Bombay High Court
Rikhabdas Jhaverchand vs Commissioner Of Income-Tax And Anr. on 15 February, 2000
Equivalent citations: [2001]249ITR774(BOM)
Bench: S.H. Kapadia, A.P. Shah
JUDGMENT
1. The short point, which arises for consideration, is whether Section 153(2A) of the Income-tax Act, 1961, is applicable to the facts of this case.
2. On March 12, 1984, the Assessing Officer assessed the total income of the petitioners for the assessment year 1981-82 at Rs. 1,84,280 after disallowance of bad debts of Rs. 78,166. The appellate authority dismissed the appeal of the assessee. However, by order dated January 10, 1989, the Tribunal allowed the assessee's appeal and remanded the matter back to the Assessing Officer with a specific direction to verify the correctness of the claim by calling for information from the debtors or by getting the details verified through the Income-tax Officer, who assessed the debtors. With this specific direction, the Tribunal set aside the order of the Commissioner of Income-tax (Appeals) and restored the matter relating only to bad debts to the file of the Assessing Officer. Pursuant to the direction of the Tribunal contained in its order dated January 10, 1989, the Assessing Officer completed the fresh assessment under Section 143 read with Section 254. This was on July 2, 1996. This was after making necessary enquiries as per the direction of the Tribunal.
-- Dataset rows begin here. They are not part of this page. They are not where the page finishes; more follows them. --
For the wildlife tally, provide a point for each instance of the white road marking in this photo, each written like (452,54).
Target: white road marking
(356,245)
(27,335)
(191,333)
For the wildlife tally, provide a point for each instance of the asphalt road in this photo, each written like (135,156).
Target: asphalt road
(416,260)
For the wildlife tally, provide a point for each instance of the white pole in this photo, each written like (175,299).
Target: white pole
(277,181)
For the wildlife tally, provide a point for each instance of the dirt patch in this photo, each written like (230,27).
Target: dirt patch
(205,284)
Against the said order dated July 2, 1996, the assessee filed a revision petition under Section 264 of the Income-tax Act, 1961, inter alia, contending that the fresh order passed by the Assessing Officer on July 2, 1996, constituted fresh assessment as contemplated by Section 153(2A) and since the said order was passed after the expiry of two years from the end of the financial year in which the Tribunal passed the order under Section 254, the said order dated July 2, 1996, was beyond the time limit, i.e., March 31, 1991, and, therefore, it was liable to be set aside. This contention has been rejected by the revisional authority vide impugned order dated September 16, 1999. Being aggrieved, the present appeal came to be filed by the assessee.
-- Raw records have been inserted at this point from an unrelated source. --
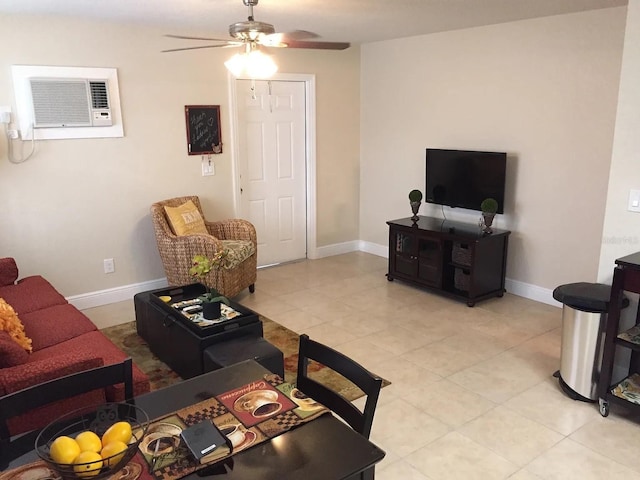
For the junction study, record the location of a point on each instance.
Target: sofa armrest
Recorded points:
(8, 271)
(233, 229)
(22, 376)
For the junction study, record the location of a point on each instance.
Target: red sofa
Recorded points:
(64, 341)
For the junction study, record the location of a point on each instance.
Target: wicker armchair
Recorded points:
(177, 252)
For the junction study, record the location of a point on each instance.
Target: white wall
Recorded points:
(543, 90)
(621, 235)
(77, 202)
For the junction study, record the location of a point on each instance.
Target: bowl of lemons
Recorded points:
(95, 445)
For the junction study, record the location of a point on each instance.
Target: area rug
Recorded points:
(160, 375)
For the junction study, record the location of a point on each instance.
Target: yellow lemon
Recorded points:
(89, 441)
(87, 464)
(120, 431)
(116, 448)
(64, 450)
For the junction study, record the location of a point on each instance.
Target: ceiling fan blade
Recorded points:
(183, 37)
(318, 45)
(197, 48)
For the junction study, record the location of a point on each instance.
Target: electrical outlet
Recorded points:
(207, 167)
(5, 115)
(634, 201)
(109, 266)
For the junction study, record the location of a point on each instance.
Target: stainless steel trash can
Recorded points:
(584, 317)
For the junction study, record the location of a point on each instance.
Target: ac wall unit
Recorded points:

3. Section 153(1) prescribes the time limit for completion of assessments. Section 153(2A), however, begins with a non obstante clause. Section 153(2A), inter alia, lays down that notwithstanding anything contained in Sub-sections (1) and (2) of Section 153, an order of fresh assessment under Section 254, setting aside/cancelling an assessment, may be made at any time before the expiry of two years from the end of the financial year in which the order cancelling the assessment is passed under Section 254. On the basis of Section 153(2A), it has been urged on behalf of the assessee that in the present matter, the Tribunal had set aside the assessment vide order dated January 10, 1989. This was under Section 254. Therefore, it was submitted that the fresh assessment order ought to have been passed on or before March 31, 1991. It was contended that if one reads the order of the Tribunal dated January 10, 1989, it is clear that the Tribunal had ordered fresh assessment. Hence, it was contended that Section 153(2A) stood attracted.
4. We do not find any merit in the said contention. Section 153(2A) refers to an order of fresh assessment being passed pursuant to the assessment order being set aside by the Tribunal under Section 254. On the facts, the revisional authority rightly came to the conclusion that the Tribunal in its order dated January 10, 1989, had only directed the Assessing Officer to verify the correctness of the claim for bad debts made by the assessee by calling for information from the debtors or by getting the details verified through the Income-tax Officer, who assessed the debtors. In the circumstances, it cannot be said that the Tribunal had directed the Assessing Officer to pass a fresh order of assessment as contemplated by Section 153(2A). On the facts, Section 153(3) clearly stood attracted. Section 153(3), inter alia, lays down that the provisions of Sub-sections (1) and (2) of Section 153 shall not apply to assessments, reassessments and recomputations made on the assessee in order to give effect to any direction contained in an order under Section 254 of the Act. This provision is, however, subject to the provisions of Section 153(2A). In other words, if a matter falls under Section 153(2A) then, the fresh order of assessment shall be passed within the prescribed period of two years from the end of the financial year in which the order is passed by the Tribunal under Section 254. However, on the facts, Section 153(2A) is not attracted. The case falls under Section 153(3). Hence, the revisional authority was right in passing the impugned order.
5. The appeal stands accordingly disposed of.